NVIDIA Releases Nemotron 3 Ultra: Open 550B MoE Model Built for Long-Running Agents

NVIDIA launched Nemotron 3 Ultra, a fully open 550B-parameter Mixture-of-Experts model optimized for long-running agentic workflows. It delivers 5x faster inference and 30% lower task cost, with weights, data, and training recipes released under the Linux Foundation's OpenMDW-1.1 license.

TL;DR — NVIDIA released Nemotron 3 Ultra, a 550B-parameter (55B active) hybrid Mamba-Transformer MoE model. It is 5x faster than comparable models and reduces agentic task costs by 30%. Weights, training data, and recipes are fully open under the Linux Foundation's OpenMDW-1.1 license.

Built for the Agentic Era

NVIDIA's framing for Nemotron 3 Ultra is unambiguous: "AI is no longer just a thing you ask a question to. Now it's an agent that works on your behalf." Coding agents plan, write, test, debug, and iterate across large codebases. Research agents search, evaluate, cross-reference, and synthesize across hundreds of sources. These workflows run for hours — and Nemotron 3 Ultra was designed from scratch to handle them efficiently.

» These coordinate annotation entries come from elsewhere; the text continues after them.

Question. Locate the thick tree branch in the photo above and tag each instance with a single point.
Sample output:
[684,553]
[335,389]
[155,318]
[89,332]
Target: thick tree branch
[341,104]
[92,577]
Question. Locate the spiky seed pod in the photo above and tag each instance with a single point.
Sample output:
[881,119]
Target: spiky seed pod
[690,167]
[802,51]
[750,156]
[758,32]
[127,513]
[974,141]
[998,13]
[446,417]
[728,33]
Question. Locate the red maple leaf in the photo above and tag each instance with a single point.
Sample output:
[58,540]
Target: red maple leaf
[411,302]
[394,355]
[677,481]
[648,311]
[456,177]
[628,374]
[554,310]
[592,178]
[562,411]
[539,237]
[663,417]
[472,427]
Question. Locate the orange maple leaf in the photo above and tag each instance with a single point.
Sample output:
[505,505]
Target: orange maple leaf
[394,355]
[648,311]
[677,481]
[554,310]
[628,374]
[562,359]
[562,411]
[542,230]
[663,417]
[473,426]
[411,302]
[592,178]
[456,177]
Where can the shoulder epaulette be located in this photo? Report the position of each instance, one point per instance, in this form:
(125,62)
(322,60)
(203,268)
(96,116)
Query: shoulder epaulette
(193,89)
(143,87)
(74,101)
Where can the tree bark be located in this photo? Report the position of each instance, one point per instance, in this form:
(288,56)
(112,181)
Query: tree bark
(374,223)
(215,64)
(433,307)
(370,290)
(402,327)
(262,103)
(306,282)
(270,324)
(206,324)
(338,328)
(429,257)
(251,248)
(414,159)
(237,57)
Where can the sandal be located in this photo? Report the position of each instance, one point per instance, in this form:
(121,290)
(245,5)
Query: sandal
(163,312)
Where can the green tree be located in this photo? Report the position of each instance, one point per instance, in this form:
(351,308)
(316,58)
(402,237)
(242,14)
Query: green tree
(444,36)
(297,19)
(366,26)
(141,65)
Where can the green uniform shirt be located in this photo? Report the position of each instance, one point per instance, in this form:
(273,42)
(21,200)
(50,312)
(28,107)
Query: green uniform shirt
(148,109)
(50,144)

550B Total parameters (55B active)

5× Faster inference vs. comparable models

30% Lower cost on agentic workloads

10+ Domain-specific teacher models in distillation

Technical Architecture

Hybrid Mamba-Transformer Layers

The core architectural innovation is a hybrid of Transformer and Mamba (SSM) layers. State space models handle long-context sequences with significantly lower memory and compute than pure attention, making Nemotron 3 Ultra practical for agentic sessions that span millions of tokens.

LatentMoE for Expert Routing

LatentMoE enables four times as many experts to be available at the same inference cost as conventional MoE routing. The result: more domain-specialized capacity without sacrificing speed.

NVFP4 Cross-Architecture Quantization

A single NVFP4 checkpoint runs on NVIDIA Hopper, Blackwell, and Ampere GPUs. On Blackwell, it delivers up to 5x higher throughput versus BF16 at equivalent interactivity levels.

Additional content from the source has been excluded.